What these snapshots of incomprehensible horror cannot capture is the scale and longevity of suffering and injustice their subjects have borne all their lives.
A child of 15 in Gaza has already lived through five wars and endured more pain than most of us will in our lifetime. For five wars, the children of Gaza have gone to bed hoping they will wake up in the morning, that their families and friends will still be there, and that their homes will remain intact.
The loss-pain-anxiety cycle is something they have carried with them every day, manifesting in a phobia of loud noises, a wave of panic when a door is slammed or a pot dropped on the kitchen floor, bedwetting into their teens, and stunted development as their fear leaves them rooted to their parents’ sides.
After four months of the most deadly escalation of violence in the region since 1948, the humanitarian situation in Gaza has leaped far beyond unsustainable. More than 26,000 people are reported dead, about two-thirds of whom are expected to be women and children. 65,000 people are reported injured, many of whom are fighting for their lives in the seven remaining —partially functioning — hospitals of which there were 36 before the war.

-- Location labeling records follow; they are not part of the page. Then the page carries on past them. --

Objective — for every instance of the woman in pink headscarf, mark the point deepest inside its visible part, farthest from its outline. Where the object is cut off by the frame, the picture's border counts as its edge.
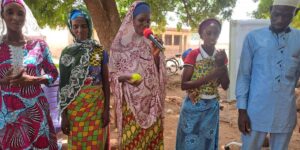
(139, 104)
(25, 121)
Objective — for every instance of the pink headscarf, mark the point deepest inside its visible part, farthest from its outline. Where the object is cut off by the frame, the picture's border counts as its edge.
(131, 53)
(5, 2)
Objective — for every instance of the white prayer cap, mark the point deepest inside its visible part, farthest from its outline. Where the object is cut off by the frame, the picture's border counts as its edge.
(293, 3)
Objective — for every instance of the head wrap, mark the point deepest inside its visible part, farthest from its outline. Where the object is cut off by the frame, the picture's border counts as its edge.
(206, 23)
(141, 8)
(293, 3)
(5, 2)
(30, 28)
(75, 13)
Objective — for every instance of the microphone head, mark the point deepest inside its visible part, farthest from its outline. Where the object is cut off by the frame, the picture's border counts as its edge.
(147, 32)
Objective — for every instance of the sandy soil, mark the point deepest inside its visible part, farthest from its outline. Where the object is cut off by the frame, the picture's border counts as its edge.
(228, 120)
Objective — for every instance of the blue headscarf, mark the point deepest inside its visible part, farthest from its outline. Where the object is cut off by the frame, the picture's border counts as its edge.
(141, 8)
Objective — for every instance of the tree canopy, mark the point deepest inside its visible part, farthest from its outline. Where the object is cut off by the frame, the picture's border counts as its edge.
(107, 14)
(263, 12)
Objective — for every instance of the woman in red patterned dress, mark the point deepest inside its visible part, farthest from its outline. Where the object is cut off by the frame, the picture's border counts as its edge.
(25, 121)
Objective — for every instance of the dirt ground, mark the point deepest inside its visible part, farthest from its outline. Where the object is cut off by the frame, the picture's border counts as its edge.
(228, 120)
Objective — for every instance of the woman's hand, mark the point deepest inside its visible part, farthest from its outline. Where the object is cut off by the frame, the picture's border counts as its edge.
(65, 123)
(23, 79)
(127, 78)
(220, 58)
(155, 50)
(105, 118)
(7, 77)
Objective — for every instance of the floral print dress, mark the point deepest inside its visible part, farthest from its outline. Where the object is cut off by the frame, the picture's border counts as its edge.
(25, 121)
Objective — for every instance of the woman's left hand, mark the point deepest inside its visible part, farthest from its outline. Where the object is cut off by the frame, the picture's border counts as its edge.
(155, 50)
(105, 118)
(23, 79)
(220, 57)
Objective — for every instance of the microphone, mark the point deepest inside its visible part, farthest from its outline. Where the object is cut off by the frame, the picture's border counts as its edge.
(149, 35)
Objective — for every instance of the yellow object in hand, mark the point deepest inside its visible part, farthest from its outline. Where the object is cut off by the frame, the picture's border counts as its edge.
(136, 77)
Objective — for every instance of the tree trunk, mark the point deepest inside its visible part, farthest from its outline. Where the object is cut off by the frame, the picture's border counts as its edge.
(106, 19)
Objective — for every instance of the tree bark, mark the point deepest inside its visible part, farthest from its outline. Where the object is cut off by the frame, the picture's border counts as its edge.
(105, 18)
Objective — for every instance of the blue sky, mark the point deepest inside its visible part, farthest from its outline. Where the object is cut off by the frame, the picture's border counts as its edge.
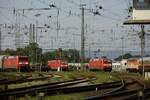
(102, 31)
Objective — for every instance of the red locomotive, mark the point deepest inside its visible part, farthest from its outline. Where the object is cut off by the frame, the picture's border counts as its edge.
(100, 64)
(20, 63)
(57, 64)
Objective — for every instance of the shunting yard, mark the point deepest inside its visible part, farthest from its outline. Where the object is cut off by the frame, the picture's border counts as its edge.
(74, 85)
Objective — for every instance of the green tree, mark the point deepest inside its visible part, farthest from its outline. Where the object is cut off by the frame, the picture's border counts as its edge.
(125, 56)
(34, 52)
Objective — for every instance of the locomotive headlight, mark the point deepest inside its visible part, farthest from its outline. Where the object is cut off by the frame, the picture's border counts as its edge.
(20, 62)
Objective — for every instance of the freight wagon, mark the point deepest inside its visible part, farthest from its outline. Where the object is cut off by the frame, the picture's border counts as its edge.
(57, 64)
(135, 64)
(104, 64)
(18, 63)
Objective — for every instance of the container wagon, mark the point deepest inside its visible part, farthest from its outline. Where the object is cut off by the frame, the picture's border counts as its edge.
(104, 64)
(57, 64)
(18, 63)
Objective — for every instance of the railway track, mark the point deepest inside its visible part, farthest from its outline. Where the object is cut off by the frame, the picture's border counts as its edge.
(33, 90)
(128, 91)
(21, 80)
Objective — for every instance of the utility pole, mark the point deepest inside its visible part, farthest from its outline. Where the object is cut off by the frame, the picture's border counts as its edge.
(0, 39)
(142, 37)
(82, 35)
(122, 38)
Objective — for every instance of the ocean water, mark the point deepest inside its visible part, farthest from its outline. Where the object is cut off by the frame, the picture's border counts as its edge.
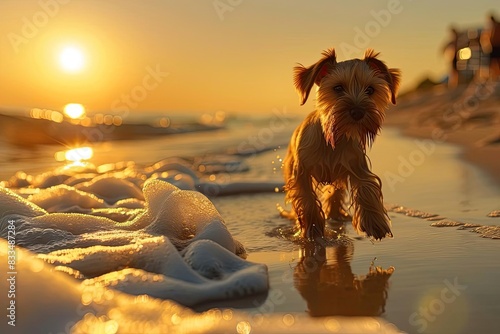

Over one million children are displaced; their homes are a distant memory as they crowd into heaving shelters or try to stay safe in an ever-shrinking patch of land in the south of the strip. Poised on the cusp of famine, human waste flows through the streets as parents weigh the risk of dehydration against the spread of disease through dirty water. Cases of diarrhoea, the second highest killer of children under five in the world, have increased by 2000% since October 7.
The fabric of Gazan society is quickly unravelling to the point of irreparable damage. While both parties consider proposals for a ceasefire, our first wish for children, both the children of Gaza and of Israel, is a permanent end to the violence that has stained their childhood forever.
Our second wish is for the world to stand with us as we sift through the rubble and support the children and people of Gaza to rebuild their lives from a foundation of peace.
Unicef's mission is to be there for children before, during, and after emergencies. It is our experience that the after is often where the toughest work begins. In the case of Gaza, where the level of trauma and humanitarian need was already so high before the war, there is no precedent for how long this will take.
The support for Gaza from the Irish people has been commendable. Unicef has been the frontrunner in fundraising and advocacy which has manifested in the almost 400 trucks of life-saving water, therapeutic food, vaccines, health and sanitation supplies, and winterisation materials we have delivered since the Rafah Crossing first opened on October 21.
What we would ask at this point is that when the images slip from the headlines, when the loss, injustice, and destruction surpass the boundaries of language and comprehension, and when other nations reduce their support, that we as a people remain committed in our unique and enduring connection to the people of Gaza, and refuse to forget them when they need us the most.